Olaydan 18 ay kadar sonra, JİTEM’le bağlantılı itirafçı Kasım Açık; Düzgün Tekin ile ilgili açıklamalarda bulundu. Basına da yansıyan itiraflarda Açık, Düzgün Tekin’in kendisinin de içinde bulunduğu itirafçılar, polis memurları ve askerlerden oluşan JİTEM birimi tarafından sorgulanarak öldürüldüğünü söyledi. Düzgün’ün bedenini de Edirne yakınlarında askeri alan içinde bulunan Çadırkent çöplüğüne gömdüklerini anlattı. Düzgün’ün eşkâl bilgilerini ve üzerindeki giysilerini tarif eden Kasım Açık, olay yeri ile ilgili de bir kroki çizdi.

Bu gelişme üzerine, 27 Mayıs 1997 tarihinde, arama faaliyetinde bulunmak için Düzgün’ün ailesi, arkadaşları ve insan hakları savunucuları Çadırkent’e gitti. Ailenin ve avukatların tüm ısrarlı taleplerine rağmen yetkililer göstermelik bir arama çalışması yaptı ve sonuç alınamadı.

Kasım Açık’ın itirafları kendi el yazısı ve imzası ile savcılığa verilse de etkin bir soruşturma yürütülmedi.
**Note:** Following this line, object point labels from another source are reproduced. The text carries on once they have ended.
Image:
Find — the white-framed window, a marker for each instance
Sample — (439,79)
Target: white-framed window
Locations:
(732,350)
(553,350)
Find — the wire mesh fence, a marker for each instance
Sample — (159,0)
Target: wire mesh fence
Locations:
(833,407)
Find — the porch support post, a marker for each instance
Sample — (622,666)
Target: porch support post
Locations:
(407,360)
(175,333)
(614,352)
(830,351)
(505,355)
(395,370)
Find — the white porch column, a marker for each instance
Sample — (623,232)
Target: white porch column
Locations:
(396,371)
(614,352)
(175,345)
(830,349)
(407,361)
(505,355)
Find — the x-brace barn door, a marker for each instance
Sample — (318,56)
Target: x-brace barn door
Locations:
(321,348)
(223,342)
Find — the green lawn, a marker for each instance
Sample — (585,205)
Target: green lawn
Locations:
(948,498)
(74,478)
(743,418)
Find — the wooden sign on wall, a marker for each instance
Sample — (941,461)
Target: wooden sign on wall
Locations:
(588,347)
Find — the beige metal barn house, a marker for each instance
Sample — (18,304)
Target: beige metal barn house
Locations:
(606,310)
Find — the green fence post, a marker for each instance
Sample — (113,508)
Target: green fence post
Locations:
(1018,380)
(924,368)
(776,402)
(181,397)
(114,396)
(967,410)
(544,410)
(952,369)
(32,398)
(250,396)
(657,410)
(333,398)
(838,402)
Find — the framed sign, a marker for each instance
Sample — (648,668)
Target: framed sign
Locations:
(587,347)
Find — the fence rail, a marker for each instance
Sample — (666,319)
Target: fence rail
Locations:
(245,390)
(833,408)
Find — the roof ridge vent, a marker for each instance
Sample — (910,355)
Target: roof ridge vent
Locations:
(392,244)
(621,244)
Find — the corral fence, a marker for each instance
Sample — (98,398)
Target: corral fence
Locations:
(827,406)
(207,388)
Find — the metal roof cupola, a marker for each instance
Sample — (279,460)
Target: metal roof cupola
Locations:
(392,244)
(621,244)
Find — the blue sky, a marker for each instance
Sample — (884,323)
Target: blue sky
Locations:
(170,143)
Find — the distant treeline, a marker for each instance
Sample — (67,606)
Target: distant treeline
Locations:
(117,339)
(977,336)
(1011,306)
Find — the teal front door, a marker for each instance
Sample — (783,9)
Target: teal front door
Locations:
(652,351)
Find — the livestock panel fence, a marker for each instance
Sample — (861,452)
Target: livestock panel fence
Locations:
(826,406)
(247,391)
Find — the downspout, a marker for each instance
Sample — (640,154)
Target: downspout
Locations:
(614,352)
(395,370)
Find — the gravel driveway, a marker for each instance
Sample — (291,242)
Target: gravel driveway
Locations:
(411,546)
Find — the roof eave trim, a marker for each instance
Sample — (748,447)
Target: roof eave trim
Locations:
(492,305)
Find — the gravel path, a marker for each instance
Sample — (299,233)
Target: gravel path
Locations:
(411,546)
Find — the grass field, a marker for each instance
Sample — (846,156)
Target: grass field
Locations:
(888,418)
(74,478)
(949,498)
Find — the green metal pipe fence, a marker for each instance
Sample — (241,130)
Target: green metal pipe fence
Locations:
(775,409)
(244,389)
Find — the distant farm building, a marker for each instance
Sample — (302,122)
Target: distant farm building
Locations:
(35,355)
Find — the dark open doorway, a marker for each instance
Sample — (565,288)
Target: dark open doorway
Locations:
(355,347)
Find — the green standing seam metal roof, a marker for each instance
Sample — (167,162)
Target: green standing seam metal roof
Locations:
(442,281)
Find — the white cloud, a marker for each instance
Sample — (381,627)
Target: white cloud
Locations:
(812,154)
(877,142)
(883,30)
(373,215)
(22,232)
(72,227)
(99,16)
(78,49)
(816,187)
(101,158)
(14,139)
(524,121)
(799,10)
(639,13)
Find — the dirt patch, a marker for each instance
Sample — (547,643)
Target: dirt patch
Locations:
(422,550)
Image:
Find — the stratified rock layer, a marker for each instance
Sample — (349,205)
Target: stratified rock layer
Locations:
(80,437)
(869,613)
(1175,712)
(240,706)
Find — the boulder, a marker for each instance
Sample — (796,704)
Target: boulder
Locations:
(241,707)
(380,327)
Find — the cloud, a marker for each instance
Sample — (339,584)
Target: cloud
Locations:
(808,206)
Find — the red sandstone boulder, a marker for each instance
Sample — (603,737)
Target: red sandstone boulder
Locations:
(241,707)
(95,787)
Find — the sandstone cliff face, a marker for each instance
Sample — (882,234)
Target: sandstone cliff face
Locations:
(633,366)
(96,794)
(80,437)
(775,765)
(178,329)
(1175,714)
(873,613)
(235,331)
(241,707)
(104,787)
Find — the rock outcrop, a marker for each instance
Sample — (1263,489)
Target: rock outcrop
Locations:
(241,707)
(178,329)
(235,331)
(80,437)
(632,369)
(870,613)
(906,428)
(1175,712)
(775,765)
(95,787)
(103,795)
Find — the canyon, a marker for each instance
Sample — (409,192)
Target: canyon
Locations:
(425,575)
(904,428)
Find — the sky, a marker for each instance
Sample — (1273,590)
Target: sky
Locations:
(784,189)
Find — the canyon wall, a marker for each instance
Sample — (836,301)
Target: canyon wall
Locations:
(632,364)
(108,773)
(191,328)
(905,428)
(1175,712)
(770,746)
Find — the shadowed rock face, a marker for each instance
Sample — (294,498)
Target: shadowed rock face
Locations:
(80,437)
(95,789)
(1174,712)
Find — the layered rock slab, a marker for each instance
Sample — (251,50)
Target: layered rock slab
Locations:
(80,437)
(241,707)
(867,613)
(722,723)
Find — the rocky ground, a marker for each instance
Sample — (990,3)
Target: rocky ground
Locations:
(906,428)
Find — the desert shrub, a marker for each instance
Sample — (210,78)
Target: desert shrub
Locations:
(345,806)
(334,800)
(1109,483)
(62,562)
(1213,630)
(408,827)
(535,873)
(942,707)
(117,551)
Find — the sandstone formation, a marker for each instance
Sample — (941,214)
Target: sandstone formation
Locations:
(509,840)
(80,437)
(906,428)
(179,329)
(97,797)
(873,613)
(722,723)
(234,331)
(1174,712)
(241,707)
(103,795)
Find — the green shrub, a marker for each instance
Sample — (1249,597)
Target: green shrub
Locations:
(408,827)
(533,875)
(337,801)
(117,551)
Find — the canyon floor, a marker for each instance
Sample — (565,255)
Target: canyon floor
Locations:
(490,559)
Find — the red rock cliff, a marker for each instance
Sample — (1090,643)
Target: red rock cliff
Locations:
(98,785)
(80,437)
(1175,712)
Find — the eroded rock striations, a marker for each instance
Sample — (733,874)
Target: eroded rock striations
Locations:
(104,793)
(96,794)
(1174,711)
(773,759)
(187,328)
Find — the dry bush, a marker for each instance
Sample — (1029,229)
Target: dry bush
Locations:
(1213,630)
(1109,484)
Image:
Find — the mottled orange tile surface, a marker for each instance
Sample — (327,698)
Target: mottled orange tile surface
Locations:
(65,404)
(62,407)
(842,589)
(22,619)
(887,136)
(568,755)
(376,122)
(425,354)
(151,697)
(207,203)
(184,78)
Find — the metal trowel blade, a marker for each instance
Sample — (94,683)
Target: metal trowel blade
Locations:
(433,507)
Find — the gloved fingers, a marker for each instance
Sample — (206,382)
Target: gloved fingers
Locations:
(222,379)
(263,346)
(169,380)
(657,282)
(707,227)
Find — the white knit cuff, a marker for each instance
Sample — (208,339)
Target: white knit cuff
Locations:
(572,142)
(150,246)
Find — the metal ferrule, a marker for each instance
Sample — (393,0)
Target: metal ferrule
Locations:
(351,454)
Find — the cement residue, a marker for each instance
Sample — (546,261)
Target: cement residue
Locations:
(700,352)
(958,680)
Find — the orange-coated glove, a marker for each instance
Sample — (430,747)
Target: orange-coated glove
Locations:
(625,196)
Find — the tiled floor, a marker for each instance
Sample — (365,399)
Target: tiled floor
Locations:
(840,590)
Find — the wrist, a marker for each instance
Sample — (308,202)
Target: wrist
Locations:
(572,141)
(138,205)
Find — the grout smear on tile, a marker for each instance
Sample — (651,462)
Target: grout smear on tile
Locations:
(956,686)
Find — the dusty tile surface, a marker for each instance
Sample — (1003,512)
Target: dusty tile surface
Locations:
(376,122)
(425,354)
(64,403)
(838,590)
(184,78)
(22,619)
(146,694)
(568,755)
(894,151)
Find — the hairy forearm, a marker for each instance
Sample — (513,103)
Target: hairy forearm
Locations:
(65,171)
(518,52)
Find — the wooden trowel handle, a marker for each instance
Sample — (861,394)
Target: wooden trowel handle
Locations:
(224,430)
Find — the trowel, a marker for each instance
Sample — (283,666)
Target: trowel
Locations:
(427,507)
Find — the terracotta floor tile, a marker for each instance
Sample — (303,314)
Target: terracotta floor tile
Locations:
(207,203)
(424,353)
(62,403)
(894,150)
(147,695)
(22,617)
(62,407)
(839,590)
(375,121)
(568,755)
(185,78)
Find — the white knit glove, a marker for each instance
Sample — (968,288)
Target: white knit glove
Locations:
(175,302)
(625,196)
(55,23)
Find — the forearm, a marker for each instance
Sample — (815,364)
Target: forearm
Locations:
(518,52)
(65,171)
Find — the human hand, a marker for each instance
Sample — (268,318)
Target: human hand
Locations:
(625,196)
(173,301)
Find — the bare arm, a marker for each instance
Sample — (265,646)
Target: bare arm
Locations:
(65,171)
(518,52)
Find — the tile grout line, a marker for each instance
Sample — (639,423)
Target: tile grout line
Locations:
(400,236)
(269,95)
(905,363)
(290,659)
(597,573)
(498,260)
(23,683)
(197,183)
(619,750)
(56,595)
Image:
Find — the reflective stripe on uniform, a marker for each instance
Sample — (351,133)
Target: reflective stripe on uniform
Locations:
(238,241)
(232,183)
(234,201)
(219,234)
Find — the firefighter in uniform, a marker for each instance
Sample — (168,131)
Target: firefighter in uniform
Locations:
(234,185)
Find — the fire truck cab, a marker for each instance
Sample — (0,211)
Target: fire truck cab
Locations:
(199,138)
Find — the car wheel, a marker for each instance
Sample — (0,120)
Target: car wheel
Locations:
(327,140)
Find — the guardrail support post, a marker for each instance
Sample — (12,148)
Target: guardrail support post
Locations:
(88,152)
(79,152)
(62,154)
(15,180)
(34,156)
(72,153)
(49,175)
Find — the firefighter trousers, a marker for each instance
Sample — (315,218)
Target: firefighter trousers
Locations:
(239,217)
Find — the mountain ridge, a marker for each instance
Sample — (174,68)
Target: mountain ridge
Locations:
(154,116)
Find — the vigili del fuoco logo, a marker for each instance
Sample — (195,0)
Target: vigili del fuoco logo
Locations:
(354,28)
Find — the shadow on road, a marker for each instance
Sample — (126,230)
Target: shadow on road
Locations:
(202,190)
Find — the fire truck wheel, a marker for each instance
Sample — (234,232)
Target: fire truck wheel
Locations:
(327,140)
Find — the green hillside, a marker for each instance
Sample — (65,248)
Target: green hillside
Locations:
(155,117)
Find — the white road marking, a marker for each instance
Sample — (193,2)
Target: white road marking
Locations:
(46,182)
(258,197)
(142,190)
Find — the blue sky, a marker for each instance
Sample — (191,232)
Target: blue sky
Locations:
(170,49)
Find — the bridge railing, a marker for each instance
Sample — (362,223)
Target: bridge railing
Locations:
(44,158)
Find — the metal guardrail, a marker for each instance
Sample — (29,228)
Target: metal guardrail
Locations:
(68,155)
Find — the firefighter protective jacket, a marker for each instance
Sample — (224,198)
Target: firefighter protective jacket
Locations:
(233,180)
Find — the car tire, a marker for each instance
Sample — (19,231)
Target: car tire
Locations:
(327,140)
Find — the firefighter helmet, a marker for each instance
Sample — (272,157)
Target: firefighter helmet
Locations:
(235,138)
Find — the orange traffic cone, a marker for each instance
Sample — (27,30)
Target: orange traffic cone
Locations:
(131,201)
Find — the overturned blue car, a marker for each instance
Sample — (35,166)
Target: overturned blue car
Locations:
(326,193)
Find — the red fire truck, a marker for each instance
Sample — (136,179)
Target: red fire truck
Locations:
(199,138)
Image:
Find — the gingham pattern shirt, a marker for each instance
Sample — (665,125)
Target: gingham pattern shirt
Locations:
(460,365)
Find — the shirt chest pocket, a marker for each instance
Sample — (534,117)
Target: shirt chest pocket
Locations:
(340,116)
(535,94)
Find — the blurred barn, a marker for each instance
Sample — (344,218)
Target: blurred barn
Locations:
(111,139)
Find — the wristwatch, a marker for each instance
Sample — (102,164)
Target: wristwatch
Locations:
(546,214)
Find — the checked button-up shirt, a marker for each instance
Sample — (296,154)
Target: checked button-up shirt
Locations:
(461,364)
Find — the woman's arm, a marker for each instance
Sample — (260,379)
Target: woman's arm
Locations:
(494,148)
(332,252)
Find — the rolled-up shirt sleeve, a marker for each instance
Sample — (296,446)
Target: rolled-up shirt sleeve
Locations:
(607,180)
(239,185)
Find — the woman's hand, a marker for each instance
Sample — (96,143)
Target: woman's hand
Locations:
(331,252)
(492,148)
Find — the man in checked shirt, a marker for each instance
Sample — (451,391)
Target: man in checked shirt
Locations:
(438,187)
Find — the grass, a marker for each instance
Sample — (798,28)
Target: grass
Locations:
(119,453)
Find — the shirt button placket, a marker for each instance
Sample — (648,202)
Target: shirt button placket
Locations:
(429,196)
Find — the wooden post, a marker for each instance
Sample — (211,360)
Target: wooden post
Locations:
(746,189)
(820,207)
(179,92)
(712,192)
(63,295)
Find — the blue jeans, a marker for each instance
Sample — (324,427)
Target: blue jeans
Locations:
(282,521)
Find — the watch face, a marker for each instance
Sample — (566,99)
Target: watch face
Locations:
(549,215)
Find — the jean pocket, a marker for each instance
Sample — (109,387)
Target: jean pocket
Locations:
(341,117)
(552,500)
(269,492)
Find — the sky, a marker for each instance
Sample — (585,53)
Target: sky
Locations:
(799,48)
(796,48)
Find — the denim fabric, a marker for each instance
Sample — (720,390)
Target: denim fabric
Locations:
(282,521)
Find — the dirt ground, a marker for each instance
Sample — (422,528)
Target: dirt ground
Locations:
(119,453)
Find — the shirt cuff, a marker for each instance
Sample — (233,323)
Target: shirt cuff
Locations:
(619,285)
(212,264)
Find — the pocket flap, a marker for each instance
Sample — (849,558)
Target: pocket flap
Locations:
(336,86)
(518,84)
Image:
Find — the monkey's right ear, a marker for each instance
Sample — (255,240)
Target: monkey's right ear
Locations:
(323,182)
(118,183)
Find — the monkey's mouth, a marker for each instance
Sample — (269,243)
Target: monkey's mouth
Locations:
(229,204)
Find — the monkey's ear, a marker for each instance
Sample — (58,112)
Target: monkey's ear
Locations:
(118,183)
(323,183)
Bugüne kadar yetkili makamlardan Düzgün Tekin’in akıbetine yönelik hiçbir açıklama yapılmadı, hukuk işletilmedi ve dosya cezasızlık zincirinin bir halkasına dönüştürüldü.

Çadırkent’teki çöplükte elleriyle oğlunun kemiklerini bulmaya çalışan baba Veli Tekin, oğluna kavuşamadan aramızdan ayrıldı. Annesi Elif Tekin hala oğluna kavuşmayı bekliyor. Onun, Galatasaray Meydanı’ndan “Dağlar, taşlar, kuşlar bana yön verin, ben oğluma kavuşayım” haykırışıysa hafızalarımızdan asla silinmeyecek. 
 
Kaç yıl geçerse geçsin; Düzgün Tekin için, tüm kayıplarımız için adalet istemekten, devletin evrensel hukuk normları içinde hareket etmek zorunda olduğunu hatırlatmaktan, 215 haftadır bize yasaklanan kayıplarımızla buluşma mekânımız Galatasaray’dan vazgeçmeyeceğiz."